You are getting me wrong. In simple terms,
VA = Number of instruments it can take without failing, the load.
Backup = Capacity of batteries in the the UPS

It is not about how much you charge, because UPS are charged while in use too, so we consider that they are fully charged at time of test.

Now my point is that, a UPS with 500VA may last longer than 1KVA if it has more number of batteries or higher capacity batteries in it.


----------



## nawaz123 (Mar 20, 2006)

aadipa said:
			
		

> nawaz123 said:
> 
> 
> 
> ...



Obviously 1KVA UPS will have higher capacity batteries than compare to 500VA.

Otherwise you cannot differentiate between the two.

Capacity wise and batterwise 1KVA is much greater than 500VA.


----------



## manmay (Mar 21, 2006)

hey man cant u understand a simple statement
" VA = Number of instruments it can take without failing, the load."

i.e. no of electronic items that can be connected to the ups....without ne prob.
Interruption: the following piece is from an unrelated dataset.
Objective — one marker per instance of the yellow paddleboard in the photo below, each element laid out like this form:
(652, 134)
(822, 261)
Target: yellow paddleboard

a 500va ups maybe able to provide back up to only 1 monitor and a cpu ...
while a 1000 va or 1kva ups may be able to provide back up to 2 monitors and 2 cpus simultaneous with out ne prob. this is in relation to the totla voltage of the equipment. as the no of equipment increase the totla voltage drop would also increase.
i hope u are getting the meaning.

till now we havent discussed nething abt the Backup time.
now the back up time would depend upon the capacity of battery....in technical terms the amount of  current that the batteries are able to provide for the particular voltage drop.
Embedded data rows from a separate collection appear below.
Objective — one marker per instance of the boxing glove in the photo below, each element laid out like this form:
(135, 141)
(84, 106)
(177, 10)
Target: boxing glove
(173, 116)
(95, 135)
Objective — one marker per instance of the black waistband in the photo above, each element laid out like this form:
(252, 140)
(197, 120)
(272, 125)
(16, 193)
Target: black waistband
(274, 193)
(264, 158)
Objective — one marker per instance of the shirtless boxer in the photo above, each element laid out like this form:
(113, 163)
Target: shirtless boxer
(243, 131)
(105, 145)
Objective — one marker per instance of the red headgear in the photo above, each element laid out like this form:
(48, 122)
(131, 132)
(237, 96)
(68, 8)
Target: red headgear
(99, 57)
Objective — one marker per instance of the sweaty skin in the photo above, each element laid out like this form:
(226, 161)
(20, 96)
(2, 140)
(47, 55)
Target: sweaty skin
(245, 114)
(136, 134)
if u r only going to use the ups only for 1 computer system then it is a waste to buy a 1 kva ups as i hav mentioned before also.

if you are still unable to understand the difference...then drop the subject...it dosent matter....


----------



## rollcage (Mar 22, 2006)

Which 500VA comes with 2 Batteries?


----------



## nawaz123 (Mar 23, 2006)

I think microtek


----------



## nikdesign4u (Mar 23, 2006)

microtek sucks in long term


----------



## nawaz123 (Mar 23, 2006)

nikdesign4u said:
			
		

> microtek sucks in long term



becos u r using one is it????


----------



## nawaz123 (Mar 30, 2006)

I have powersafe 1kva. working fine


----------